The judge nods. “Yes, but to what end? The jury will disregard any statements about the defendant’s possible purchase of airline tickets.”
The prosecutor purses his lips for a moment, his head tilted to one side. “One last question, Ms. Leonard, did you, or did you not, find a safe beneath the defendant’s bed which he used your birthday as the code for?”
“And what did you find in the safe aside from the aforementioned unmentionables?”
The defense attorney’s knuckles whiten, but he stays quiet.
“Careful, counselor,” the judge growls.
“I found a picture of a young girl and a bracelet with the name Jenny on it.”
“Objection!” He lets out a long breath and heaves himself from his seat as if it’s the most bothersome action on the planet. “Relevance?”
“Make the connection, counselor.” The judge scowls.
Stepping behind his table, he picks up a huge board covered in an onyx sheet. “This goes to show the defendant’s capability of mind when hiding his actions, Your Honor.” He places it on a medium sized easel beside the jury she hadn’t observed beforehand and pulls away the sheet to reveal an image of the picture and the bracelet. The airline tickets clearly visible in a clear plastic bag in the upper left corner of the photo.

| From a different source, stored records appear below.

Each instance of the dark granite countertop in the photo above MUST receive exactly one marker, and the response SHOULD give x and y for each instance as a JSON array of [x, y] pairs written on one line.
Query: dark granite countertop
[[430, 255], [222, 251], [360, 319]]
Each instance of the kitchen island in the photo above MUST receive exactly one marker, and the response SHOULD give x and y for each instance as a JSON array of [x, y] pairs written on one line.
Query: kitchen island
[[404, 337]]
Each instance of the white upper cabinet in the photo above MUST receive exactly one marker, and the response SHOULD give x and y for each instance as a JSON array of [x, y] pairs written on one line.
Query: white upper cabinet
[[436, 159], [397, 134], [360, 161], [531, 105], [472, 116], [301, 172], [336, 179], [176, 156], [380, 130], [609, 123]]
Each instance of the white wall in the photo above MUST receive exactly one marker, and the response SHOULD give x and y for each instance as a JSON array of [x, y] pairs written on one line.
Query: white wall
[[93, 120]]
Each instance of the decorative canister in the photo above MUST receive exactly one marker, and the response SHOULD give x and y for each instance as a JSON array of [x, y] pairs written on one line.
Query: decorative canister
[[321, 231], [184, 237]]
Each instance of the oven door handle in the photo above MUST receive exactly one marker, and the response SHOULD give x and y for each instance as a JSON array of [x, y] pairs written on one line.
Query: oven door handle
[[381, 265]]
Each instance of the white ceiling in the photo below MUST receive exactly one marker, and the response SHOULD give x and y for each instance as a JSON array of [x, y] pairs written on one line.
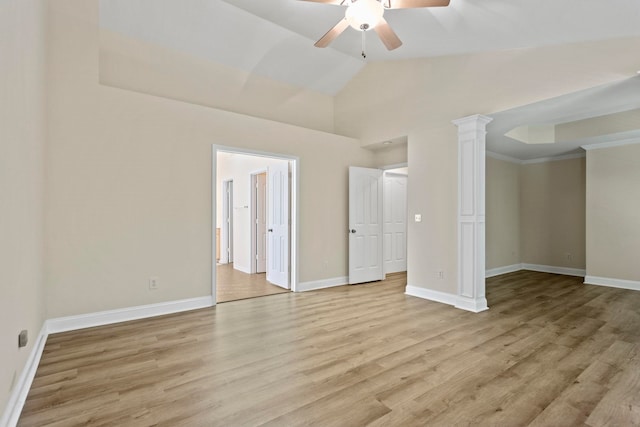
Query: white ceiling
[[595, 102], [274, 38]]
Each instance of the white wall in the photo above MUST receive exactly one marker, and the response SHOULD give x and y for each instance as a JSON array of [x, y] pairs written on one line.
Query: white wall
[[503, 213], [129, 183], [420, 98], [22, 137], [552, 213], [613, 203], [132, 64], [536, 213], [239, 168]]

“Your Honor,” the defense howls.
The prosecutor raises his palms in surrender. “Your Honor, this was the sole picture taken of these items which are in evidence. I have no control over the quality of it. If I cropped anything out of the image, I would have been guilty of tampering with evidence.”
The judge’s eyes narrow, his face aflame. “I’ll allow it.”
“The prosecution rests, Your Honor.”
With a sigh, the judge waves the defense forward. “Redirect?”